For many of you reading, politics may be a confusing, or even daunting subject to wrap your heads around. This, I completely understand; it’s often seen as an overly serious topic for overly serious people. However, this doesn’t have to be the case. You see, politics affects us all on a daily basis. Whether that be the potholes that irritate you when you’re driving to work, or a new housing development over the road which you can’t bear - politics will affect you in some way, shape or form. So, if it affects every one of us, shouldn't we try and get as many of us involved as possible?

We all know someone who loves to share their political views on social media; whether that is signing and sharing online petitions, ranting about current affairs, or simply following politicians who share their opinions, we all know at least one person who loves to make their views heard. And while this is often seen as a negative way of behaving by many people, particularly older people who don’t ‘get’ social media the way us youngsters do, I see this as something that should be cherished, a huge stepping stone towards this country becoming more democratic, and representative of its people.

As a 17-year-old, I, alongside many other young people, don't yet have the privilege of being involved in politics in the ways many of you reading do, such as voting in referendums, local elections, and general elections. This means less traditional methods of getting our voices heard need to be used, like online petitions, and demonstrations - good examples of this being the Black Lives Matter protests in 2020 and recent climate change strikes and demonstrations.

Whilst many of the older generation may argue 16 and 17-year-olds aren’t well enough informed about politics or mature enough to be given the opportunity to vote, I would argue otherwise. Even though many people of this age group may not be well enough informed, I know as an A level politics student that this can very easily be changed. In my opinion, just one politics lesson every few weeks for secondary school students could give young people enough understanding to be able to vote independently. And I know that most students would hate the thought of having to learn about something as boring as politics, but as someone who had little to no interest before studying it this year, I’m sure this would change.

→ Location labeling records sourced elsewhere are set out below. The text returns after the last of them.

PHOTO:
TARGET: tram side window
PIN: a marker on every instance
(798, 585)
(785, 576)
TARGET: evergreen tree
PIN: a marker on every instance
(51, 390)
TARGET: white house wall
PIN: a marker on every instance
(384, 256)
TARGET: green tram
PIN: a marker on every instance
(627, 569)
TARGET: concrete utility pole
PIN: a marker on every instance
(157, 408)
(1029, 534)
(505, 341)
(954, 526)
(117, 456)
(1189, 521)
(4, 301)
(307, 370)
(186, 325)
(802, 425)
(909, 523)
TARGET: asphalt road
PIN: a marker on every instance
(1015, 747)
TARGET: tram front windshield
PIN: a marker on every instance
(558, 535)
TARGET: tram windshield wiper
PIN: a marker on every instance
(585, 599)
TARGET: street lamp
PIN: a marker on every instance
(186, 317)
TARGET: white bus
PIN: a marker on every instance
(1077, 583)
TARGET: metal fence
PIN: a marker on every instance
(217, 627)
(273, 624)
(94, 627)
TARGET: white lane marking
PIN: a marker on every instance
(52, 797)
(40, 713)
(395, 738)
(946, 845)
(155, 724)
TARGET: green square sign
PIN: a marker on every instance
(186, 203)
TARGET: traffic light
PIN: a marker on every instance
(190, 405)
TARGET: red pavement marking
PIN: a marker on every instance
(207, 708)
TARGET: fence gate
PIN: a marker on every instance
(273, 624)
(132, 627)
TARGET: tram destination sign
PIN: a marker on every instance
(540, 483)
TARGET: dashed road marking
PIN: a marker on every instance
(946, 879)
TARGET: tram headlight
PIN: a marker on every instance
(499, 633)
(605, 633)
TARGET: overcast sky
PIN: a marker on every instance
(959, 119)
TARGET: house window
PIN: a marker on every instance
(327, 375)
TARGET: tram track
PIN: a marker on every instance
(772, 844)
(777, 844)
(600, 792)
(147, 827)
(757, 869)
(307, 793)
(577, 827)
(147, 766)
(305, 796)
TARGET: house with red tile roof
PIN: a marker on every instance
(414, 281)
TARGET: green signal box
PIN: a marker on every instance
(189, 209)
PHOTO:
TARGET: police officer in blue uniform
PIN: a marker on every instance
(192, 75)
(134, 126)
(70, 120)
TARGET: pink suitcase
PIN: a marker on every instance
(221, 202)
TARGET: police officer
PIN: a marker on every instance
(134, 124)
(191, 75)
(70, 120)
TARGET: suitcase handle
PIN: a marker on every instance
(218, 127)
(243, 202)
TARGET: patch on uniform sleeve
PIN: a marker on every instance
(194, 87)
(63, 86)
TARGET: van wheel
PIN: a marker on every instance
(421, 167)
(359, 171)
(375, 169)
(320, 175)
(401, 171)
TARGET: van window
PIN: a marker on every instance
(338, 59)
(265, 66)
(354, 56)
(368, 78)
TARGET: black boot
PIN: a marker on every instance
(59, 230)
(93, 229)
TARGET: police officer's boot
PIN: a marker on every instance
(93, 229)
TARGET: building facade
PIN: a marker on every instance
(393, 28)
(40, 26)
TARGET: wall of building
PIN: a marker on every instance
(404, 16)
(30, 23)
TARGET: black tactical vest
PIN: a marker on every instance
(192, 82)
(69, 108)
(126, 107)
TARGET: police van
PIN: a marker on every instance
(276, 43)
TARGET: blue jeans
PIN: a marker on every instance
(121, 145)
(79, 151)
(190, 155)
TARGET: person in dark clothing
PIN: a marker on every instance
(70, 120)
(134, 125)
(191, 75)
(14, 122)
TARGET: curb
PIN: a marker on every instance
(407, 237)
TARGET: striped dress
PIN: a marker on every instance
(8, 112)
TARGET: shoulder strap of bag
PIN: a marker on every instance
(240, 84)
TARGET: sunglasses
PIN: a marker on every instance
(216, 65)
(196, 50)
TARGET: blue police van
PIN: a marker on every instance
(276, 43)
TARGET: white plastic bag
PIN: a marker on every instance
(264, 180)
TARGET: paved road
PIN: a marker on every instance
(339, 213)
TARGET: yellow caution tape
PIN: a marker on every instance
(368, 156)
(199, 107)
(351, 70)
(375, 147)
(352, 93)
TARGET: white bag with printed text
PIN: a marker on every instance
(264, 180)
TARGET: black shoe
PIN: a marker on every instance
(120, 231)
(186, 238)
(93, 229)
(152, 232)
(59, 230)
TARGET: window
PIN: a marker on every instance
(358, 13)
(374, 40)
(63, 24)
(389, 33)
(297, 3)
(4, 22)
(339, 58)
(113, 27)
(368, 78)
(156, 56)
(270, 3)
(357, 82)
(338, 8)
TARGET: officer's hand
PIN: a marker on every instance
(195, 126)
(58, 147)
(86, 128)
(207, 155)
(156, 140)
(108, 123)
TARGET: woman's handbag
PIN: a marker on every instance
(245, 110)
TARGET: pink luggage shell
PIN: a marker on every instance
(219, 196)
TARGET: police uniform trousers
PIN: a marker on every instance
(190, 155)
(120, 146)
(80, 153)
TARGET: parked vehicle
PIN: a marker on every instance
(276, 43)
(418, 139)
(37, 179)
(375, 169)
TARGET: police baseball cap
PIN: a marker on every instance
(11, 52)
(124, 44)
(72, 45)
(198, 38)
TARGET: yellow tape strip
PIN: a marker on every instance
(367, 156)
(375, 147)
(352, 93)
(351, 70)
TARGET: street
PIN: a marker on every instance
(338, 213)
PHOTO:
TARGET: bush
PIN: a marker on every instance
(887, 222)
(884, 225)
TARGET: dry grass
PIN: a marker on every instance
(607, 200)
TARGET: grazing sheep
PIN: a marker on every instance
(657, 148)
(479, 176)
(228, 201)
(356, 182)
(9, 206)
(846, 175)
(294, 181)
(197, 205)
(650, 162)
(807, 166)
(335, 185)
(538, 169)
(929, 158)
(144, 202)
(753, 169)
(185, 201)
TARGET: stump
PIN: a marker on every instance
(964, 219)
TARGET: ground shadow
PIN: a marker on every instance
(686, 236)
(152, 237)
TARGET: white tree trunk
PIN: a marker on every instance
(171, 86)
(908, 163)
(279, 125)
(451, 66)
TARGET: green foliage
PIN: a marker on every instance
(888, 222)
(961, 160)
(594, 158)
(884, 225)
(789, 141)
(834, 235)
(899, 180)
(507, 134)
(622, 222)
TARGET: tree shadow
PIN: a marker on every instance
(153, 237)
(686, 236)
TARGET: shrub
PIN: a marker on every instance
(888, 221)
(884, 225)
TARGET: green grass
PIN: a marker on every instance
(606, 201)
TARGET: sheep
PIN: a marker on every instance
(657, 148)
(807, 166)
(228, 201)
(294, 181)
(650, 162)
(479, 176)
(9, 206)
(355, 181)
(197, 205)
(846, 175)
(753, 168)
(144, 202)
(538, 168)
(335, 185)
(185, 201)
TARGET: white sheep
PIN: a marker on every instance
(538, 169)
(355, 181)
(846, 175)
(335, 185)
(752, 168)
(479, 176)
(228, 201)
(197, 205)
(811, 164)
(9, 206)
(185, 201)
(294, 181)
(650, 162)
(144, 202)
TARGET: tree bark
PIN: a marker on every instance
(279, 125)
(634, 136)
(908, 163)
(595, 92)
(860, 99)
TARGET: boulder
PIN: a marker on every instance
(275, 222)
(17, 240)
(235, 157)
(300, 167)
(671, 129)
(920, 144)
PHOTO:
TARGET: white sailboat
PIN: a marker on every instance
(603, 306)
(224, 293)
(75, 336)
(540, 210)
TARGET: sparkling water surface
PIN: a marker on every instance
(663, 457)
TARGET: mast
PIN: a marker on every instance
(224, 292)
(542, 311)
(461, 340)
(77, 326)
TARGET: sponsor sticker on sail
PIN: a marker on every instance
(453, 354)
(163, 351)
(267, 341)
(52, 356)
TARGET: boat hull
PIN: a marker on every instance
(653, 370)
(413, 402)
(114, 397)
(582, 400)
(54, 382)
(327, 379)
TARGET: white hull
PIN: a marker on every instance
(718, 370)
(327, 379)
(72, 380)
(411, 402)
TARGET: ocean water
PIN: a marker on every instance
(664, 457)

Even if you’re not interested in politics, you may have seen videos and images over the years of all the MPs and others who make up the government sitting on the famous benches of Parliament, and the House of Commons. What you might not notice is that - they all look the same; there’s a distinct lack of young people, and as a result I feel we’re often ignored by politicians. If we were given the chance to vote, we’d no longer be able to be ignored, and society would become more fair and equal.

The voting age is 18 in every other country, why should we do things differently here? And while I’d understand, things do actually work differently very close to home. The minimum age to vote in local elections and referendums is 16 in Wales and Scotland, thanks to them becoming devolved governments (which means they essentially have more powers than they used to). So if they’ve become more progressive, why should we not follow in becoming more democratic and making this country a more equal place to live?

So, whatever age you are, I hope you'll consider getting involved in whatever way fits you. It might even give you some say in changing those nagging daily grievances.